Which runtime should I install first?

Ollama. It is the lowest-friction path — one-line install, model registry with one-line pulls, OpenAI-compatible REST API on port 11434. Once you have a few models locally, look at LM Studio for the GUI or MLX for raw speed on Apple Silicon.

Are uncensored models illegal?

No. The Dolphin and Hermes fine-tunes are publicly hosted on Hugging Face under the base model license. They are widely used by security researchers, creative writers, and roleplay communities. Treat them like any other tool — you are responsible for how you use them.

What about API keys for OpenAI / Anthropic?

Not needed. This tool covers local-only models that run entirely on your hardware. You download the weights once and run them with Ollama / llama.cpp / MLX / vLLM. Zero API keys, zero per-token cost.

Does the tool send my hardware spec to a server?

No. The recommender runs 100% in your browser.

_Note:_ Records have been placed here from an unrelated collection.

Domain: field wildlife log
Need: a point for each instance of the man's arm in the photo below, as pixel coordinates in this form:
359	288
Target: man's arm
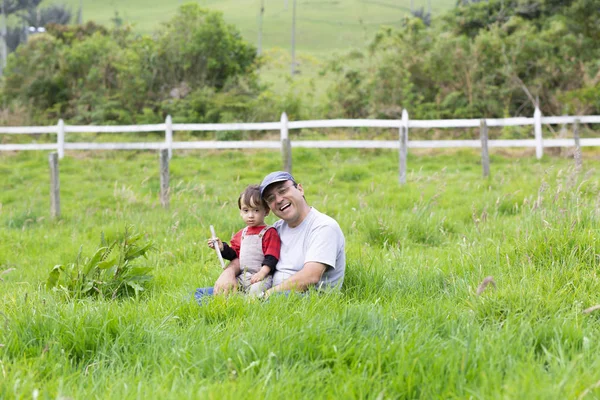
227	280
309	275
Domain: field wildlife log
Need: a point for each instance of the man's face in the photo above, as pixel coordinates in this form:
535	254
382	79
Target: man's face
286	200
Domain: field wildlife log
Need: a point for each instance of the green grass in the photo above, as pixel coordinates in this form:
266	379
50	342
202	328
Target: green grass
321	26
407	324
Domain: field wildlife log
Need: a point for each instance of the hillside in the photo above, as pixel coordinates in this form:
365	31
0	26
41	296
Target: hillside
322	26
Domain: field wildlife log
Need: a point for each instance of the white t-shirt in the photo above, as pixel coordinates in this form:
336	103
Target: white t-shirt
317	239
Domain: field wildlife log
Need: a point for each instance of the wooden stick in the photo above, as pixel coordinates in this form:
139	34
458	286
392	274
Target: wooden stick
216	244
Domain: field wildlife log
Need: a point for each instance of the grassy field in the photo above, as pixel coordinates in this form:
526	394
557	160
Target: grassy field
409	322
322	26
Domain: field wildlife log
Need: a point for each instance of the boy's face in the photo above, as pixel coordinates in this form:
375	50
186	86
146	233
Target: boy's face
253	215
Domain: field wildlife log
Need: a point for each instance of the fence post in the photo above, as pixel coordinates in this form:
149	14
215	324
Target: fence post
54	186
403	146
60	138
485	155
169	135
286	146
537	122
578	155
164	177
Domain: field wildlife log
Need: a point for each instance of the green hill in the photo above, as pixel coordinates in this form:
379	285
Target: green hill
321	26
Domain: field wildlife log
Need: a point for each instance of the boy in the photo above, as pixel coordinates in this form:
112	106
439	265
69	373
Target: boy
257	245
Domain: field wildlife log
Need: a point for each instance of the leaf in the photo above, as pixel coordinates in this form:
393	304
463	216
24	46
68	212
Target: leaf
89	285
138	252
107	264
95	259
54	276
6	271
136	287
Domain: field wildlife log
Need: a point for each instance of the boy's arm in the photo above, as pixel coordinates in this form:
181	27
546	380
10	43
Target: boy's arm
228	253
227	280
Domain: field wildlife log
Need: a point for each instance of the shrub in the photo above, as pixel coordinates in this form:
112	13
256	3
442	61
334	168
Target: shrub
110	273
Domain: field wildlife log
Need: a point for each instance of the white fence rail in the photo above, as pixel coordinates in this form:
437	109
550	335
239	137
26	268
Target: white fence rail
285	144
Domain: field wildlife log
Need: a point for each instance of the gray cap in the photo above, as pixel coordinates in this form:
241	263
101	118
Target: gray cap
274	177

Codersera does not log your chip, RAM, use case, or any picks. The model catalog is bundled into the page as a static dataset.

How often is the model catalog refreshed?

Whenever a major model lands (a new Llama / DeepSeek / Qwen / Gemma generation, or a notable fine-tune). Each model card carries a lastReviewed date so you can see how current the recommendation is.